His new position could anger the judge overseeing his case, Emmet G. Sullivan of the United States District Court in Washington. Judge Sullivan erupted at Mr. Flynn earlier for what seemed like a failure to take responsibility for his crimes.
Mr. Flynn has likely put himself on a collision course with Judge Sullivan, fueling speculation that Mr. Flynn believes that President Trump, who has publicly expressed sympathy for his case, will pardon him. But putting his fate in the hands of a mercurial president would be a risky, if not reckless, course by Mr. Flynn, who faces up to six months in prison.
Mr. Flynn’s fired his previous lawyers in June, partially blaming them for his legal troubles. He hired a new lawyer, Sidney Powell, who has pushed conspiracy theories about the special counsel’s investigation and sells anti-Mueller T-shirts on her website. During the trial, she sat behind Mr. Kian’s defense, occasionally passing notes to his lawyers.
Mr. Kian was indicted in December, along with another man, Ekim Alptekin, as part of a federal investigation into Turkey’s secret 2016 lobbying campaign to pressure the United States to expel Fethullah Gulen, a rival of President Recep Tayyip Erdogan.
Prosecutors accused the two men of seeking to conceal that Turkish government officials were directing the project, saying that high-level Turkish officials approved the budget and Mr. Alptekin regularly updated them. Mr. Flynn’s firm, Flynn Intel Group, received a total of $530,000 for its work on the effort. At trial, prosecutors said that project was “single-mindedly focused on dirtying up Gulen, portraying him as a terrorist and a fraud and getting him extradited.”
Prosecutors revealed that the government also has additional information about Mr. Alptekin’s relationship with Mr.
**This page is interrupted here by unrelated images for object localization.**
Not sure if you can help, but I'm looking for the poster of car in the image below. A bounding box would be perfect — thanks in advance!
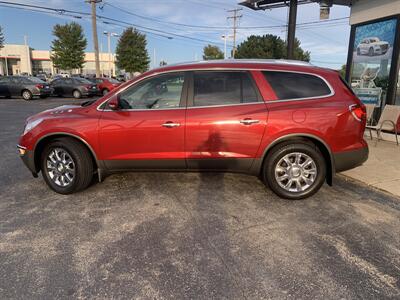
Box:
[350,18,397,107]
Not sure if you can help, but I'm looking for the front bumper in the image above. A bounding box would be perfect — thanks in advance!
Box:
[17,145,38,176]
[333,146,369,173]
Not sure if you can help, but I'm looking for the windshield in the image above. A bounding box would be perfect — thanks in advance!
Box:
[74,78,92,84]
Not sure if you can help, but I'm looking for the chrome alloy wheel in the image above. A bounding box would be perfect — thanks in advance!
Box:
[274,152,317,193]
[46,148,75,187]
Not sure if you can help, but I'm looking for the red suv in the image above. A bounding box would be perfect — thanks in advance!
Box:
[17,60,368,199]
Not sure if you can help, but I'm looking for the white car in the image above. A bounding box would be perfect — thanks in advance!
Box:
[356,37,389,56]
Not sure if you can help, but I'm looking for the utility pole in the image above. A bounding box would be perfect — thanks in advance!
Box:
[86,0,101,77]
[287,0,298,60]
[227,8,242,58]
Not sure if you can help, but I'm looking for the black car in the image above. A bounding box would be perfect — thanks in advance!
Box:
[0,76,53,100]
[50,77,99,99]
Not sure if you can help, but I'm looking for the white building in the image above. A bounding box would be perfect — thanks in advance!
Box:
[0,44,117,76]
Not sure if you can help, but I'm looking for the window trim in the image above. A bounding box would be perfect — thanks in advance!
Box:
[187,70,262,108]
[97,67,333,111]
[262,70,335,102]
[102,71,189,112]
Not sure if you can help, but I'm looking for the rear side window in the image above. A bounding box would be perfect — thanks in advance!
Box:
[262,71,332,100]
[193,71,258,107]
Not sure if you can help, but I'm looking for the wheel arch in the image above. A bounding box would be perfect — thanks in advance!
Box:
[33,133,98,173]
[257,134,334,186]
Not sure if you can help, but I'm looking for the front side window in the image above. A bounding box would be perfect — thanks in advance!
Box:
[118,73,185,110]
[262,71,332,100]
[193,71,258,107]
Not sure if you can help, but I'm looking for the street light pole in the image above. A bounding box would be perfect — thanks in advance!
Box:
[221,34,233,59]
[103,31,119,77]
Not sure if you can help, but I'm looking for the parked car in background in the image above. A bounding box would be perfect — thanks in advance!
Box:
[35,73,51,82]
[50,77,99,99]
[88,77,122,95]
[356,37,389,56]
[18,60,368,199]
[0,76,53,100]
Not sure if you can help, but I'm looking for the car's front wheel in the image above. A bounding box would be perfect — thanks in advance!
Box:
[41,138,94,194]
[263,142,326,200]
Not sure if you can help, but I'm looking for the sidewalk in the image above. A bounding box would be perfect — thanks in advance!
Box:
[341,138,400,197]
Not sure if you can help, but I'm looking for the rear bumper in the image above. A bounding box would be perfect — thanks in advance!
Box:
[17,145,38,175]
[333,146,369,173]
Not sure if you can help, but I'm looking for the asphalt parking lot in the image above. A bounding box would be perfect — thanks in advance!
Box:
[0,97,399,299]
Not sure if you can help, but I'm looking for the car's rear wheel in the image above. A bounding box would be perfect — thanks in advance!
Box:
[263,142,326,200]
[73,90,82,99]
[22,90,33,101]
[102,89,109,96]
[41,138,94,194]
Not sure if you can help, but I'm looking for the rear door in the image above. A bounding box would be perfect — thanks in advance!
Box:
[185,70,268,171]
[9,77,22,96]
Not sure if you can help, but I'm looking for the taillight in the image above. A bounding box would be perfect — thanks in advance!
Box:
[349,104,366,122]
[35,84,44,89]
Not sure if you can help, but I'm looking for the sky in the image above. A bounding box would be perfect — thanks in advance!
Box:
[0,0,351,69]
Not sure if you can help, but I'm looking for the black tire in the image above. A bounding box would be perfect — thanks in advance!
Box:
[22,90,33,101]
[368,47,374,56]
[102,89,109,96]
[41,138,94,194]
[262,142,326,200]
[72,90,82,99]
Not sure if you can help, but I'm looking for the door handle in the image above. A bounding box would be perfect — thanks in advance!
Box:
[240,119,260,125]
[162,121,181,128]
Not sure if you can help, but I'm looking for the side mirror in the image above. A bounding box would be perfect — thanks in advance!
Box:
[108,96,119,110]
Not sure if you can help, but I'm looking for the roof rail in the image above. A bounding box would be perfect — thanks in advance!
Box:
[159,59,312,68]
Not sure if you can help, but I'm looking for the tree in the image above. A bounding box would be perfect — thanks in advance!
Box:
[51,22,87,71]
[203,44,224,60]
[235,34,310,62]
[116,27,150,74]
[339,64,346,79]
[0,26,4,49]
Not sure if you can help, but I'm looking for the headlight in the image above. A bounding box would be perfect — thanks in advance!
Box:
[23,119,43,135]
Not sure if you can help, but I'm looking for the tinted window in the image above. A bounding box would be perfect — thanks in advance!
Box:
[118,73,185,110]
[23,77,45,84]
[0,77,10,83]
[193,72,258,107]
[74,78,92,84]
[262,71,331,100]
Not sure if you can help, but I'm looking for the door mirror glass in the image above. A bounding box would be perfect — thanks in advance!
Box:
[108,96,120,110]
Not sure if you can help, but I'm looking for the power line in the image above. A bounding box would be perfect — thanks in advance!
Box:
[0,1,226,47]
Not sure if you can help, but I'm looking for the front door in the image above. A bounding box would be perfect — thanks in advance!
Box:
[185,71,268,171]
[98,72,188,170]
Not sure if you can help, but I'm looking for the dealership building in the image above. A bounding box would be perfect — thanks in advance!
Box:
[0,44,117,76]
[342,0,400,108]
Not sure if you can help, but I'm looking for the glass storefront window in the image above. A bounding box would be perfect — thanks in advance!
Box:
[396,64,400,105]
[350,18,398,107]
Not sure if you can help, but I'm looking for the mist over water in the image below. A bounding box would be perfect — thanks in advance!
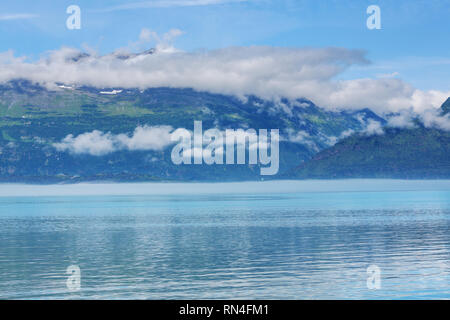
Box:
[0,180,449,299]
[1,179,450,197]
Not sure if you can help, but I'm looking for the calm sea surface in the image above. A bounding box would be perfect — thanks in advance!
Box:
[0,180,449,299]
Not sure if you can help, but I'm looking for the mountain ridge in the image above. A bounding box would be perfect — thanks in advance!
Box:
[0,80,382,182]
[441,97,450,114]
[290,97,450,179]
[1,79,448,182]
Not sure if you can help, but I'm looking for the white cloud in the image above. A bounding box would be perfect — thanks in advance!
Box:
[376,71,400,78]
[1,29,449,119]
[54,125,174,155]
[99,0,248,11]
[384,107,450,132]
[54,125,284,158]
[362,119,384,136]
[54,131,116,156]
[286,129,318,150]
[121,28,184,54]
[387,111,417,129]
[115,125,174,150]
[0,13,38,21]
[339,129,355,138]
[420,109,450,131]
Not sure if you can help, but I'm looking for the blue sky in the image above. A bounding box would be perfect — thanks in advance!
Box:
[0,0,449,91]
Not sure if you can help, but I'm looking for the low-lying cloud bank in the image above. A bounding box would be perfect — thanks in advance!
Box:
[386,108,450,132]
[1,31,449,118]
[53,112,450,158]
[53,125,279,156]
[53,125,174,155]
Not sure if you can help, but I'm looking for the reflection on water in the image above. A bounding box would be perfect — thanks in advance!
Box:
[0,188,449,299]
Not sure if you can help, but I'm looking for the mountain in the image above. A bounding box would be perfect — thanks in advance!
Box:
[442,97,450,115]
[0,80,381,183]
[68,48,156,62]
[291,99,450,179]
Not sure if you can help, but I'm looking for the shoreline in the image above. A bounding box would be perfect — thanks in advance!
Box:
[0,179,450,197]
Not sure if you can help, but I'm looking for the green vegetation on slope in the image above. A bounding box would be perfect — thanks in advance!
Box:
[292,127,450,179]
[0,80,380,182]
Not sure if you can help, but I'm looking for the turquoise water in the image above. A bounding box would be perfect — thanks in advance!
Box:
[0,180,449,299]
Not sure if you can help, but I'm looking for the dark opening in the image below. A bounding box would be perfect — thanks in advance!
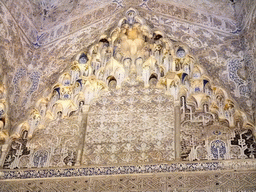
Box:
[177,47,186,58]
[107,76,117,89]
[154,34,163,41]
[99,38,109,47]
[78,53,88,64]
[149,74,158,86]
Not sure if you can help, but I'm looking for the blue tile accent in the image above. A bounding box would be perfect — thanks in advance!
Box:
[1,162,223,180]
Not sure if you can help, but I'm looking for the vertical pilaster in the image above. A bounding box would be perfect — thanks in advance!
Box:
[0,143,9,168]
[76,105,89,166]
[175,105,181,160]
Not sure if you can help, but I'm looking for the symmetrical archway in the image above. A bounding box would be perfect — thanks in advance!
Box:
[1,9,254,170]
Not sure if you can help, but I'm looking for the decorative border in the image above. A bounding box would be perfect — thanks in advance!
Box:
[139,2,237,34]
[2,159,256,180]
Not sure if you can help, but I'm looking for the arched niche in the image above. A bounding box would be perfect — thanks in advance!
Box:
[1,8,255,169]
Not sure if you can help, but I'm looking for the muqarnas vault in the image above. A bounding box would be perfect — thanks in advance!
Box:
[0,8,256,192]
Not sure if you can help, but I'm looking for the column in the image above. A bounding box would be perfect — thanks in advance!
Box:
[175,105,181,160]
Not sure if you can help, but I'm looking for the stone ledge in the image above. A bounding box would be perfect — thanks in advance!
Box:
[1,159,255,180]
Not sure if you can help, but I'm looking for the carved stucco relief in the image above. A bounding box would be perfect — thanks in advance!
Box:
[237,0,256,120]
[1,9,255,171]
[1,0,254,129]
[0,7,255,191]
[1,170,256,191]
[2,4,124,127]
[137,7,253,117]
[3,116,83,169]
[83,84,174,166]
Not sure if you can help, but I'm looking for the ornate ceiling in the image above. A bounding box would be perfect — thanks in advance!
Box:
[1,0,238,45]
[4,0,236,34]
[0,0,255,133]
[0,1,256,190]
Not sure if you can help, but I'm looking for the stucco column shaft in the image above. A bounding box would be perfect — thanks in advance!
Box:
[76,105,89,166]
[175,105,181,160]
[0,144,9,167]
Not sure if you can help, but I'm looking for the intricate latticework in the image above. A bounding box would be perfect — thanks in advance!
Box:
[83,83,174,165]
[3,117,83,169]
[179,79,256,161]
[0,8,255,191]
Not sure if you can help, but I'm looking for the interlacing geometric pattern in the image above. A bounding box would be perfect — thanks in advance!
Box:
[83,83,175,166]
[0,8,255,191]
[3,117,83,169]
[1,170,256,192]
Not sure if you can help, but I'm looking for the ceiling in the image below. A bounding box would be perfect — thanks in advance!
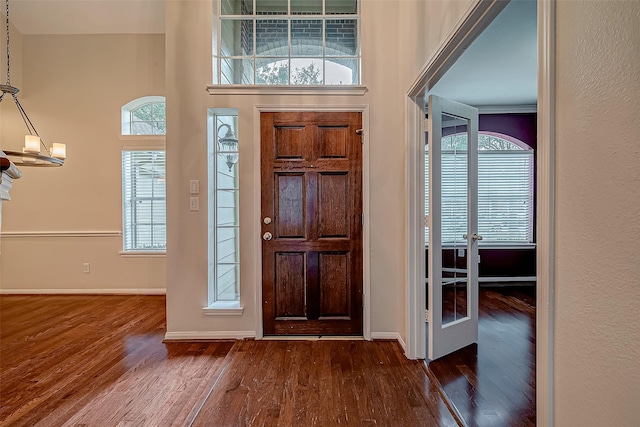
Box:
[428,0,538,108]
[5,0,536,107]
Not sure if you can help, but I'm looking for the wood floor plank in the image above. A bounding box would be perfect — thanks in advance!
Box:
[0,295,232,427]
[2,288,535,426]
[428,286,536,427]
[192,340,458,427]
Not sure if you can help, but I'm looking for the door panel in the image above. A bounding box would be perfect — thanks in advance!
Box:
[274,253,306,318]
[318,126,349,158]
[319,252,350,317]
[318,173,349,237]
[261,111,363,336]
[275,174,306,238]
[275,127,306,159]
[428,95,479,360]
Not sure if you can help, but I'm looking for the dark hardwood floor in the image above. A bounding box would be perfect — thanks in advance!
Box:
[428,286,536,427]
[192,340,456,426]
[1,288,535,426]
[0,295,454,426]
[0,295,233,427]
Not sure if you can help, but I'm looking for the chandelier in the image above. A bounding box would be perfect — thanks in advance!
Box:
[0,0,66,166]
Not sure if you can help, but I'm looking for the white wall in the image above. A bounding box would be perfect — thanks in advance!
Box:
[555,1,640,424]
[1,34,166,292]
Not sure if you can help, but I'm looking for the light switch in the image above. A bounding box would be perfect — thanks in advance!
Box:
[190,180,199,194]
[190,197,199,211]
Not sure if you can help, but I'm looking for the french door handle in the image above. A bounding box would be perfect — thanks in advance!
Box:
[463,233,483,241]
[263,232,273,241]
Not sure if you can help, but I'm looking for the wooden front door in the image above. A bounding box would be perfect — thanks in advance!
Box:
[261,111,363,336]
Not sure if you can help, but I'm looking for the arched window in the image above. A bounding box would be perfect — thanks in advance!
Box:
[121,96,166,135]
[121,96,166,252]
[425,132,534,245]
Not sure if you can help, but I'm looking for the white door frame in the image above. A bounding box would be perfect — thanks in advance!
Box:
[253,104,371,341]
[405,0,555,425]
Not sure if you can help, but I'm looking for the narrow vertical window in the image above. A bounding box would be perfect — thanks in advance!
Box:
[122,150,167,251]
[208,110,240,305]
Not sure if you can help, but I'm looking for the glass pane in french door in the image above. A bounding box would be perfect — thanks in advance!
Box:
[441,113,469,325]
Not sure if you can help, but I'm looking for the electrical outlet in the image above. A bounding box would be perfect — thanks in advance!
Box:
[83,263,90,273]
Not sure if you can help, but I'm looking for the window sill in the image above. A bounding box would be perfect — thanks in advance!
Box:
[206,85,368,96]
[119,251,166,258]
[203,301,244,316]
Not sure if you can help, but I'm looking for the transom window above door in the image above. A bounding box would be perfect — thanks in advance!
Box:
[214,0,360,85]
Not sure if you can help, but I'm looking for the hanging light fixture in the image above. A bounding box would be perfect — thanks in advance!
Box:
[0,0,65,167]
[217,123,238,172]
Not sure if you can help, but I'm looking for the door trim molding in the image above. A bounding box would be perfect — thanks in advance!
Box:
[405,0,508,361]
[536,1,556,425]
[405,0,555,425]
[253,105,371,341]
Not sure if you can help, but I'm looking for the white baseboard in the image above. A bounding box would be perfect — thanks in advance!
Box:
[371,332,407,352]
[164,331,256,341]
[0,288,166,295]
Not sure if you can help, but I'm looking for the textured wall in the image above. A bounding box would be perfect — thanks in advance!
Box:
[555,1,640,424]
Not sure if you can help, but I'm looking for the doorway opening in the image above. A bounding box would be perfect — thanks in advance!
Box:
[406,0,553,424]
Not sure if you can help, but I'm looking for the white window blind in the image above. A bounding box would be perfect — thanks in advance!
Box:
[122,151,166,251]
[425,134,534,246]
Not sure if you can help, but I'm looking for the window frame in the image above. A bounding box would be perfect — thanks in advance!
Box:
[121,96,166,136]
[206,109,241,310]
[213,0,361,86]
[121,148,167,254]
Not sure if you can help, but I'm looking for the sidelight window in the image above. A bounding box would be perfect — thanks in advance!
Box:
[208,110,240,304]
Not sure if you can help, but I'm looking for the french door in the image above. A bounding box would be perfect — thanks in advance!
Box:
[427,95,480,360]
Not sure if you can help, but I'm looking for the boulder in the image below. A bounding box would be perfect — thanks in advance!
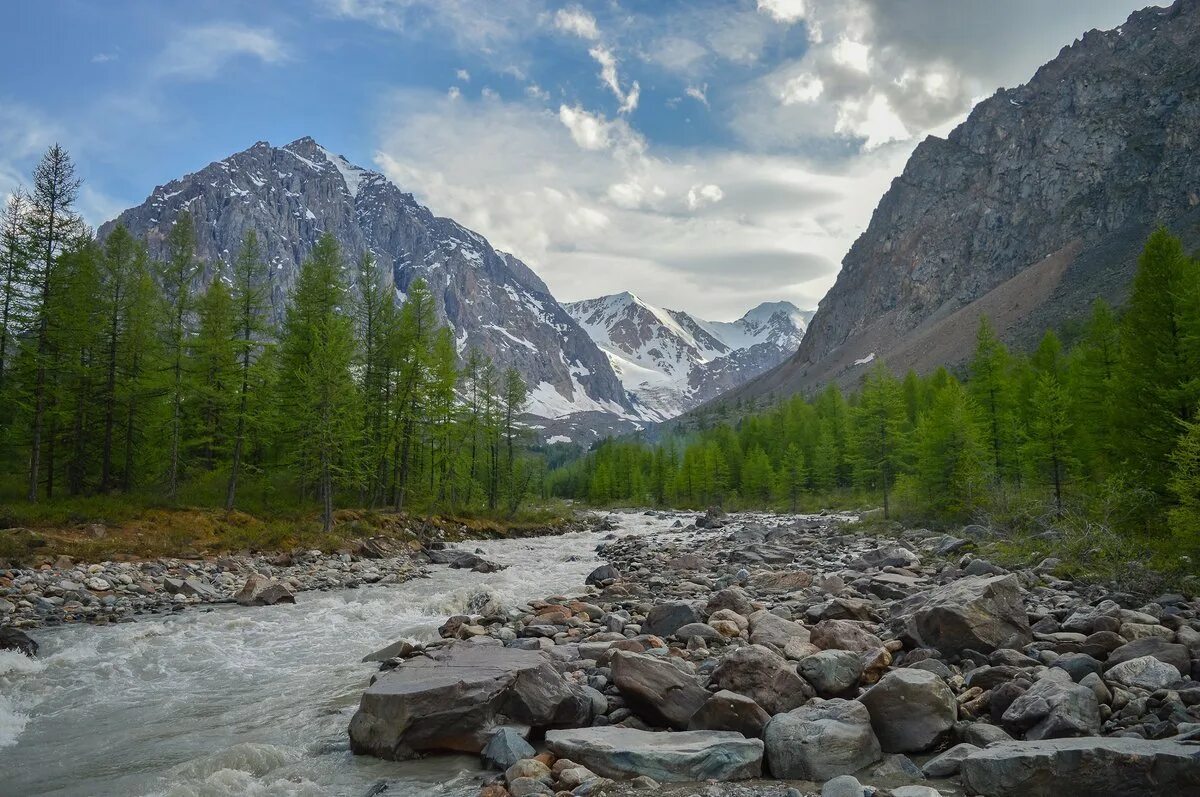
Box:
[1104,637,1191,675]
[810,619,885,653]
[1105,655,1181,691]
[450,553,505,573]
[798,650,864,696]
[234,573,296,606]
[483,727,536,770]
[348,644,591,760]
[763,698,882,780]
[706,587,754,617]
[821,775,866,797]
[585,565,620,586]
[899,574,1031,655]
[711,644,814,715]
[1000,671,1100,740]
[0,626,38,657]
[960,737,1200,797]
[545,727,763,782]
[922,742,980,777]
[748,610,811,651]
[858,668,956,753]
[643,601,706,638]
[610,650,708,730]
[688,690,771,739]
[850,544,921,570]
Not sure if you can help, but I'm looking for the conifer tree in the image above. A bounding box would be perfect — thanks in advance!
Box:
[1113,228,1200,497]
[913,381,988,519]
[97,225,144,491]
[777,443,807,512]
[226,230,271,510]
[1168,420,1200,544]
[278,233,359,533]
[159,211,200,498]
[969,316,1018,483]
[1024,371,1074,514]
[392,278,436,509]
[25,144,83,501]
[0,191,29,397]
[1068,299,1121,474]
[190,270,238,470]
[851,362,907,518]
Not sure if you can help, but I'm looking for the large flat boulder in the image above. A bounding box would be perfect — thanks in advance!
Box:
[897,574,1031,655]
[348,644,591,760]
[545,727,763,782]
[960,737,1200,796]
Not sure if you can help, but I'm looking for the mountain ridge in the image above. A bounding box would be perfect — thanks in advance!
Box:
[717,0,1200,407]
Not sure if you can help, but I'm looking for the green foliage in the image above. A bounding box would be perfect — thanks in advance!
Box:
[0,145,544,533]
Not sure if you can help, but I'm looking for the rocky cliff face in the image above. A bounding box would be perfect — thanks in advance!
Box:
[734,0,1200,402]
[100,137,639,421]
[565,293,810,419]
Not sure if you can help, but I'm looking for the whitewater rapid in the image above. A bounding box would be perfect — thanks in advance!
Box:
[0,512,682,797]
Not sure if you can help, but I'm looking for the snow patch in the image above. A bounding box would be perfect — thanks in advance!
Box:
[854,352,876,366]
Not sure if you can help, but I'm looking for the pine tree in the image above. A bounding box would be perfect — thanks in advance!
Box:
[226,230,271,510]
[392,278,436,510]
[969,316,1019,484]
[1024,371,1074,514]
[96,225,145,491]
[0,191,29,397]
[501,366,528,512]
[1168,419,1200,545]
[851,362,907,518]
[913,381,989,519]
[1113,228,1200,497]
[25,145,83,501]
[1067,299,1121,474]
[278,233,359,533]
[190,270,238,470]
[354,252,396,505]
[159,211,200,498]
[777,443,807,512]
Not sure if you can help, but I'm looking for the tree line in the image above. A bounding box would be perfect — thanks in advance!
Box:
[550,227,1200,549]
[0,145,540,531]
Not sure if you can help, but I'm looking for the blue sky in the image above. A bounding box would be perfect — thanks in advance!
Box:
[0,0,1149,318]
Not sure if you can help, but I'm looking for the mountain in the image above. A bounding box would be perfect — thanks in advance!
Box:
[99,136,641,424]
[727,0,1200,405]
[565,292,811,419]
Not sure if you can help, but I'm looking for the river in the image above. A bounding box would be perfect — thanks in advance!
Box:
[0,512,684,797]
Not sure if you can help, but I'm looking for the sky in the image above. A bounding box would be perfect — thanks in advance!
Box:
[0,0,1154,320]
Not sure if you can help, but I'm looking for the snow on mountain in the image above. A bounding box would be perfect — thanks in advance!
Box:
[100,137,639,427]
[565,292,812,419]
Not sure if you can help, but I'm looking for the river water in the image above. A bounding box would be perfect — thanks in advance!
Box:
[0,512,684,797]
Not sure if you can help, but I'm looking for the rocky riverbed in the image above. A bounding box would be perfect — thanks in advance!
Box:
[349,509,1200,797]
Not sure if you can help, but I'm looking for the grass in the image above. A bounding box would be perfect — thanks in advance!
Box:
[0,476,580,565]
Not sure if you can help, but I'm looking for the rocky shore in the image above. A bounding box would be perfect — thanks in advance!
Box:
[348,509,1200,797]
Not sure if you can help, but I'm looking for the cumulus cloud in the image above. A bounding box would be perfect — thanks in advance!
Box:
[371,90,907,317]
[554,6,600,40]
[155,23,287,80]
[757,0,808,24]
[456,68,470,81]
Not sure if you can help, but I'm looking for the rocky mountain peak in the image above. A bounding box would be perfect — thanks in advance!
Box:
[727,0,1200,404]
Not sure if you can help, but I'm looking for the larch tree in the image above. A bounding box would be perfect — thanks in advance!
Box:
[851,362,907,518]
[159,211,200,498]
[226,230,271,510]
[25,144,83,502]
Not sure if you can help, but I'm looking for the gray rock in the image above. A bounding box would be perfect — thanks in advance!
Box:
[898,574,1031,655]
[347,644,590,759]
[850,544,920,570]
[688,689,771,739]
[1104,637,1191,675]
[960,737,1200,797]
[1000,670,1100,740]
[482,727,535,771]
[958,721,1013,747]
[0,627,38,657]
[642,601,706,638]
[610,650,708,730]
[1105,655,1181,691]
[763,698,882,780]
[922,742,979,777]
[858,668,956,753]
[711,644,814,715]
[234,574,295,606]
[545,726,763,782]
[798,650,864,696]
[821,774,865,797]
[585,564,620,585]
[747,609,811,651]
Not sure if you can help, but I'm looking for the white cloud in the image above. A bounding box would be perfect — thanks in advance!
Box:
[686,183,724,210]
[448,86,462,100]
[91,52,117,64]
[780,73,823,104]
[554,6,600,40]
[589,46,640,114]
[456,68,470,81]
[525,83,550,101]
[757,0,808,24]
[372,90,907,317]
[155,24,287,80]
[481,86,499,100]
[685,84,709,107]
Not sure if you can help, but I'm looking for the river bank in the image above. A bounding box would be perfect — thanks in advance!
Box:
[0,513,659,796]
[0,510,592,630]
[348,509,1200,797]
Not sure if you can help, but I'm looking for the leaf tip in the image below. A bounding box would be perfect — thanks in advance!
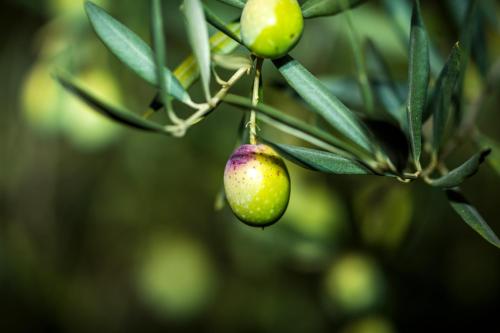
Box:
[84,0,96,12]
[411,0,425,28]
[479,148,492,163]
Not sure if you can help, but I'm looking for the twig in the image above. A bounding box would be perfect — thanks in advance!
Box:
[249,58,263,144]
[164,65,250,137]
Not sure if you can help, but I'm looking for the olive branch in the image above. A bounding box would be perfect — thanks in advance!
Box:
[55,0,500,248]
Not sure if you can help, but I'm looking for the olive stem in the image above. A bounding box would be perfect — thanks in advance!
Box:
[163,65,250,136]
[185,66,249,125]
[421,152,438,178]
[249,57,263,145]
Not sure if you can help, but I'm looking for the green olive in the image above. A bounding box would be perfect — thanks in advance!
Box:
[324,254,383,313]
[240,0,304,59]
[224,144,291,227]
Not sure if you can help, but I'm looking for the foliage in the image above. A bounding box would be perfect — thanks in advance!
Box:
[56,0,500,248]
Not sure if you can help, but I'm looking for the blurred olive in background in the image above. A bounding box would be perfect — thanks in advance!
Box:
[48,0,109,16]
[21,63,123,151]
[354,180,413,250]
[323,253,385,315]
[21,61,63,134]
[60,69,123,150]
[340,315,395,333]
[135,234,218,322]
[282,171,348,270]
[2,0,500,332]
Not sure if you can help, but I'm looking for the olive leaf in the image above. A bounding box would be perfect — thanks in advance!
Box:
[446,0,489,78]
[267,143,373,175]
[319,77,363,107]
[341,0,374,115]
[202,3,242,44]
[480,0,500,32]
[446,189,500,248]
[406,0,429,168]
[150,24,241,111]
[476,132,500,176]
[175,23,241,89]
[318,76,407,117]
[301,0,367,19]
[85,1,192,105]
[223,94,352,154]
[272,76,370,109]
[215,0,246,9]
[455,0,479,125]
[183,0,212,101]
[429,149,491,189]
[382,0,411,44]
[365,39,405,123]
[150,0,171,110]
[469,5,489,78]
[273,56,375,154]
[382,0,443,76]
[56,75,169,133]
[429,43,462,152]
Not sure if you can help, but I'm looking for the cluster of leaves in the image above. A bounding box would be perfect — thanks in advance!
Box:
[57,0,500,248]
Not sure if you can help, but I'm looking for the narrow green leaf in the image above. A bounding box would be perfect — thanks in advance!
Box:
[223,94,351,153]
[446,189,500,248]
[476,133,500,176]
[150,0,171,112]
[430,149,491,188]
[430,43,462,152]
[372,81,405,123]
[273,56,374,153]
[422,42,461,123]
[56,75,168,133]
[301,0,367,19]
[320,77,363,107]
[482,0,500,33]
[471,8,489,78]
[455,0,479,125]
[320,76,408,116]
[202,4,242,44]
[340,0,374,115]
[406,0,429,168]
[446,0,489,78]
[151,24,241,111]
[382,0,411,44]
[259,115,343,156]
[183,0,212,101]
[382,0,443,76]
[175,23,240,89]
[215,0,246,9]
[365,39,405,123]
[267,143,373,175]
[84,1,191,104]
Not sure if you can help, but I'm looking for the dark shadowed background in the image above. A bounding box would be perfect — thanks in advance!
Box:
[1,0,500,332]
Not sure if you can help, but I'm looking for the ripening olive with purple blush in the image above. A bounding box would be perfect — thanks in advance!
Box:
[224,144,291,227]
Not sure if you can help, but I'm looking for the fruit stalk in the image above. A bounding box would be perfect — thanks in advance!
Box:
[249,57,263,144]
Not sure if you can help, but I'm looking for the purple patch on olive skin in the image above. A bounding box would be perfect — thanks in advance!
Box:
[225,144,260,172]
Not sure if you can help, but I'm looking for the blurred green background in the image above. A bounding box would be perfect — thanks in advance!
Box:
[1,0,500,332]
Flynn outside of his firm’s work. Prosecutors revealed that Mr. Alptekin tried to engage Mr. Flynn because of his association with the Trump administration. The government did not say how it obtained the information.
Mr. Kian was on the Trump transition team and worked on national security matters.
The outcome of Mr. Kian’s case could buoy efforts by the government to crack down on violations of the Foreign Agents Registration Act, which requires people lobbying the government on behalf of foreign nations to notify the Justice Department.
Once viewed as an outdated statute that could be evaded with little consequence, FARA has now been aggressively applied in a number of high-profile criminal cases. The Justice Department began to enforce it more strictly in recent years, and the special counsel, Robert S. Mueller III, used it to help expose a culture of lobbyists accepting millions of dollars from foreign governments.
Before Mr. Mueller was appointed, only seven people in five decades were charged with violating the statute. Most violators were warned, not prosecuted. Prosecutors shied away from FARA indictments because they feared it was too difficult to obtain a conviction, a 2014 internal Justice Department report said.